Saara: local-first CLI for dataset generation, labeling, validation, and distillation workflows.

These details have not been verified by PyPI

Project links

Project description

Saara

Saara is a local-first CLI for ML dataset workflows:

topic-to-dataset generation using Firecrawl-local research
PDF/document ingestion foundations
local model provider routing for Ollama and vLLM-compatible servers
canonical dataset examples with provenance
labeling and distillation commands
validation reports
exports to JSON, JSONL, CSV, Parquet, Arrow, and Hugging Face Dataset directories

The current implementation is an MVP scaffold intended to be extended into the full CLI.

Full planning docs:

Research artifact:

Quick Start

pip install -e .
saara splash
saara wizard
saara init
saara models health --provider ollama --model qwen
saara generate topic "robotics motion planning" --samples 20 --provider mock --format jsonl --output-dir runs/robotics
saara label .mlforge/datasets/robotics-motion-planning.jsonl --labels useful,not-useful --out labeled.jsonl
saara distill labeled.jsonl --method sft --out distilled.jsonl
saara validate .mlforge/datasets/robotics-motion-planning.jsonl

Running saara without arguments shows the splash screen and command help. Use saara wizard for the interactive guided flow, and direct subcommands for scripts or automation. Interactive sessions include terminal animations for the splash screen, menu headers, long-running operations, and completion states. Scripted or piped output automatically falls back to plain text.

Use --provider mock for deterministic local smoke tests without a running model.

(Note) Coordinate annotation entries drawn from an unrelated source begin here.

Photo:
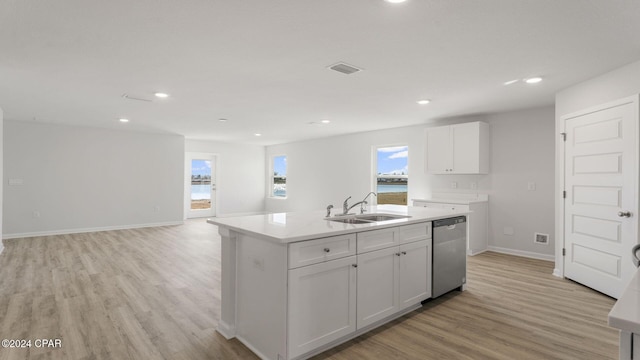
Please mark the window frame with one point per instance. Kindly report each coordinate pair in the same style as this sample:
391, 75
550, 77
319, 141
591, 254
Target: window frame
272, 176
374, 167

Run a declarative workflow:

saara run examples/topic-dataset.json

Installation

Development install:

python3 -m venv .venv
. .venv/bin/activate
pip install -e .

Install optional dataset exporters:

pip install -e '.[data]'

Install all optional local features:

pip install -e '.[all]'

Fresh machine runtime setup:

saara doctor
saara setup docker --dry-run
saara setup ollama --dry-run
saara setup docker ollama

On Debian/Ubuntu, Saara installs Docker Engine from Docker's official apt repository. On Linux, Ollama is installed with the official Ollama installer. Review --dry-run output before running setup commands. Saara does not pull or install models automatically; choose a model based on your hardware tier.

After installation, use saara directly like a traditional CLI. The old mlforge command remains available as a compatibility alias during development.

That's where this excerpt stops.